[MUSIC] Next, let's see what happens if
we use degree 6 features to fit a logistic regression classifier
on the same data set. So now our features go all the way up
to x2 to the 6th, and x1 to the 6th. It's a lot more features, a lot more
coefficients to be learned from data. Now, if I take this data set and
I fit it for logistic regression classifier,
I get the following decision boundary. It fits the training data extremely well. If you look very carefully,
it actually gets zero training error, which should be a warning sign for
you, by the way, as we mentioned. And if you look at the decision boundary,
it's extremely complicated [BLANK AUDIO] complex. Some people might say,
here's a technical term for it. Crazy [LAUGH] decision boundary. So even though it has zero training error,
it has some weird artifacts to it. So for example, I'm highlighting
here a region in space where even though all around it's surrounded by
a prediction that's positive, right in the middle of that circle it thinks that
the score should be less than zero so for that region we're saying
that y hat should be- 1. And if it doesn't make any sense to
me because it is right around it, every point is positive 1. Why should I expect the points
in the middle there to be- 1? The data does it supported at all. And in fact if you look at
the magnitude of the coefficients, they're starting to get large. All the natural parabola had
coefficients of around 1- 0.5. Now, we're getting coefficients
of the order of 42 or more, which are 10 to 40 times bigger
than the ones they had before. And that is early warning
sign of over fitting, as we discussed in the regression class. Now, let's take that one step further, and fit a logistic regression model that
uses polynomial features of degree 20. So this is going all the way up
to x1 to the power of 20 and x2 to the power of 20, so really,
really high order polynomials.

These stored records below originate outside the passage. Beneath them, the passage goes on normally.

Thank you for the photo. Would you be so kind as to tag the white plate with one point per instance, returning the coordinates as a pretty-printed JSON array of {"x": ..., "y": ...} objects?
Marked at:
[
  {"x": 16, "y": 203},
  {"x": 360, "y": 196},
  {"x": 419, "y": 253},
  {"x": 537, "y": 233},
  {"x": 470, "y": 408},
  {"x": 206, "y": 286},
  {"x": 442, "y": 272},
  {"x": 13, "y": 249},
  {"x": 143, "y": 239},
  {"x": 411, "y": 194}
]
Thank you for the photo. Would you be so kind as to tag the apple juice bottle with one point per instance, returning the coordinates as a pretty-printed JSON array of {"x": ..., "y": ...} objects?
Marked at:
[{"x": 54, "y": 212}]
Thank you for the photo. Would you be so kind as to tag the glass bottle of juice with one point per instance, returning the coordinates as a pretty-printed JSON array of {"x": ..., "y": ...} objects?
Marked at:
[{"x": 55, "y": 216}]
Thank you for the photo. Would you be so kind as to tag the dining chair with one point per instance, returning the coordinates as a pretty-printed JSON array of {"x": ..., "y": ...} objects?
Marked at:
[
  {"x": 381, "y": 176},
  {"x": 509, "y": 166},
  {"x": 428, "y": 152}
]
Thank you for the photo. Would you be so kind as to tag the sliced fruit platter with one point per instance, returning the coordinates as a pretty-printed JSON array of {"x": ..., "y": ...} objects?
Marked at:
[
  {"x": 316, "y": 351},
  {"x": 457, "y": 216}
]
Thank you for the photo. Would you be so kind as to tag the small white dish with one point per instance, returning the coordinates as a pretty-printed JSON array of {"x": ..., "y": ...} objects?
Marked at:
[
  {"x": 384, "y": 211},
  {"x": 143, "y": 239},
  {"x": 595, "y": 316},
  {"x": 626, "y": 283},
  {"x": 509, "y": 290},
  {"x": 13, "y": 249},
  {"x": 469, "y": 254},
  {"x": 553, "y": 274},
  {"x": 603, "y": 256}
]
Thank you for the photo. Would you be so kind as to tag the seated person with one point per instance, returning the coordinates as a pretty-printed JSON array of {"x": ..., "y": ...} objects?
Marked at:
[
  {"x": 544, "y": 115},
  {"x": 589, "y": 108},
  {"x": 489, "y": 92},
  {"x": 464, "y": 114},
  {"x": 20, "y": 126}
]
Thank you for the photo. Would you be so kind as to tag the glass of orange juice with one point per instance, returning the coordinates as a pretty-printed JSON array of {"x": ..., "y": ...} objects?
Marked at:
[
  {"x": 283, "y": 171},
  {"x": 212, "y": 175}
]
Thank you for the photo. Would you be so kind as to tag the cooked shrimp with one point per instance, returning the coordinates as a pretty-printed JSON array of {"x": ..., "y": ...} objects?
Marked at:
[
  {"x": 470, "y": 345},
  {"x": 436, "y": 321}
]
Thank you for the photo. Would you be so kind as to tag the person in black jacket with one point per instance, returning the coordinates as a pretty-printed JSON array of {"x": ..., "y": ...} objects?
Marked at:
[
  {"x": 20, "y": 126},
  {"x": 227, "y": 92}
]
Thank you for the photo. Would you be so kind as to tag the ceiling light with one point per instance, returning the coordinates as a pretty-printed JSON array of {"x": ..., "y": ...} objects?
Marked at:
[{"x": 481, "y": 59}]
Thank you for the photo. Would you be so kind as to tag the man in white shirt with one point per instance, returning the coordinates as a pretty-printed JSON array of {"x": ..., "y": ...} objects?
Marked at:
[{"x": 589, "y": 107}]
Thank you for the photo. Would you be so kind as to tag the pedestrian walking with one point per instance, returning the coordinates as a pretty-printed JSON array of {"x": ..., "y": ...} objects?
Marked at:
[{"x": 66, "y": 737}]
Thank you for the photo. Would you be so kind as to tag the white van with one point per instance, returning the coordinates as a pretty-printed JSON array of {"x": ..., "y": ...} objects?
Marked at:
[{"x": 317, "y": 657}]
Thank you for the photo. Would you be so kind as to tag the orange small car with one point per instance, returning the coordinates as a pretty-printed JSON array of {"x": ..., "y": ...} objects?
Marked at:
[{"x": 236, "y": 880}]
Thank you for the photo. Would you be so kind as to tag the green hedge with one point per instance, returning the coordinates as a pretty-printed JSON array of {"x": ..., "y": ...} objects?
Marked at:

If you look at the boundary that
we learned, I mean come on. I'll say that this,
I can say it's truly crazy. It's really pretty complicated, gets all
the data right, but it's highly unsmooth. And if you look at the learned weight,
and there, the coefficients are of the order 3,000,
4,000, minus 2,000, they're much, much bigger than that
simple parabola that we learned. It gets all that training data right,
but it's clearly overfitting, and it's clearly outputting very
large estimated polynomials. Very largest, make the coefficients. And so, we're going to watch very
carefully to mind to those coefficients, we'll try to avoid over fitting. So the notion of overfitting
classification is very similar to that of regression, except that the error now is
measured in terms of classification error. And there might be some sort of
parameters that we learned here, w hat. Which seem to do very well in the training
data, maybe even this crazy boundaries. While there was some other parameter w*,
and so there's another coefficients w*. That would have done much
better in terms of true error. And the question's how do we go and push our learning process to be
more like w* than it is to w hat? And we'll do that by push
a promises to be not as massive, not as huge, pushing towards zero,
as we did with regularization. [MUSIC]